U.S. Acknowledges Afghanistan Evacuations Should Have Started Sooner

President Biden’s decision to end a 20-year war in August 2021 led to the swift collapse of the Afghan government and military.

WASHINGTON — The United States on Thursday acknowledged that the government should have started the withdrawal of Americans and Afghans from Kabul earlier at the end of the war in Afghanistan in 2021, and as a result the government has changed policies to carry out evacuations in foreign countries sooner when security conditions worsen.

The acknowledgment was tucked inside a long-awaited summary of the August 2021 withdrawal of U.S. troops from Afghanistan, which led to the swift collapse of the Afghan government and military.

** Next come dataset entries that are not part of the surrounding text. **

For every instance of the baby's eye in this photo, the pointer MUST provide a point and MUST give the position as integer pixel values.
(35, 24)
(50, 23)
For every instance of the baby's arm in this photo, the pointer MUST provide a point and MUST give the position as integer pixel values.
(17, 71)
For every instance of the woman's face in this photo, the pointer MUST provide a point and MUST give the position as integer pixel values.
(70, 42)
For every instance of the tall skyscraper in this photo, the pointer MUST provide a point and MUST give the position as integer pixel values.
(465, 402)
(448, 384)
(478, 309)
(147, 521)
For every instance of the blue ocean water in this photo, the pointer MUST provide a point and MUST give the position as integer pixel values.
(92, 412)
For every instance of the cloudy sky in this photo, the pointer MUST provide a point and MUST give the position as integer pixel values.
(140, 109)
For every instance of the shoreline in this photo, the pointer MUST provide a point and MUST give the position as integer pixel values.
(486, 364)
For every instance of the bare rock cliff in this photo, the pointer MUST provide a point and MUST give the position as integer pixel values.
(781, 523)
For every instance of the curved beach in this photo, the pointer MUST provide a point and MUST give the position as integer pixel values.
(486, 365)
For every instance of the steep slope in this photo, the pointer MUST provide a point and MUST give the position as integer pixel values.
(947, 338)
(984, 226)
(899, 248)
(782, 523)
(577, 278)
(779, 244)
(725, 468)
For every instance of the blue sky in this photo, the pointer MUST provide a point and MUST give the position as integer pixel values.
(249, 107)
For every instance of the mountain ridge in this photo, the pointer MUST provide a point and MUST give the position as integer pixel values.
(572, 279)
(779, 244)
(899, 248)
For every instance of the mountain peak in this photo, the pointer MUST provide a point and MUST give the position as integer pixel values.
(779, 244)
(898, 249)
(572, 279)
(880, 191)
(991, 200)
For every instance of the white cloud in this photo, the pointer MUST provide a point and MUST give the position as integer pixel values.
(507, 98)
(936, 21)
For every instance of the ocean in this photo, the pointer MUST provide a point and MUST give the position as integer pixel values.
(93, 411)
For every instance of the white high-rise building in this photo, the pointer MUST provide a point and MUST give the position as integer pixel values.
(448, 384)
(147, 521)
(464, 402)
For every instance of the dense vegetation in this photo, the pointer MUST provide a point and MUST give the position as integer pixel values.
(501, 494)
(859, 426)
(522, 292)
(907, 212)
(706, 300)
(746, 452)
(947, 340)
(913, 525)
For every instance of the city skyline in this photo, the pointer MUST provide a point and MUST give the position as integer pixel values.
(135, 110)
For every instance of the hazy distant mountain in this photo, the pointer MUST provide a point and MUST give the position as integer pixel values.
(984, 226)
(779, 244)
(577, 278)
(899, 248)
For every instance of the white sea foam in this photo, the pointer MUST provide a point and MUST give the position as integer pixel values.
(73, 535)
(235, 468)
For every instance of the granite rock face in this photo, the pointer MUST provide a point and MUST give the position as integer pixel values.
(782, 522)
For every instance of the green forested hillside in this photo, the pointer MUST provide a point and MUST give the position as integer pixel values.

And amid rushed attempts by military officials to evacuate people from Kabul’s international airport, an Islamic State suicide bomber carried out an attack that killed as many as 170 civilians and 13 U.S. service members.

President Biden initially defended his decision as an “extraordinary success” and declared the end of an era in which the American government used military power “to remake other countries. But polling at the time showed that less than 40 percent of Americans supported how he handled the withdrawal, and Mr. Biden eventually demanded a “top to bottom” review of the pullout.

According to a 12-page summary of the review, government officials sought to put much of the blame on Mr. Biden’s predecessor, former President Donald J. Trump, accusing Mr. Trump of hastily striking a deal with the Taliban to withdrawal American troops by the spring of 2021 and failing to outline a plan. But officials also acknowledged the speed with which the Taliban overtook the country and indicated a new stance of erring on the side of “aggressive communication” about risks.

The document says that in the months before the military pulled out, the Biden administration chose “to not broadcast loudly and publicly about a potential worst-case scenario unfolding in order to avoid signaling a lack of confidence” in the Afghan government.

The report does not directly call that a mistake, but at two points the report says that the government has changed its policies and will no longer make that choice.

“We now prioritize earlier evacuations when faced with a degrading security situation,” the administration said in a summary. “We did so in both Ethiopia and Ukraine,” referring to continuing conflicts in the countries.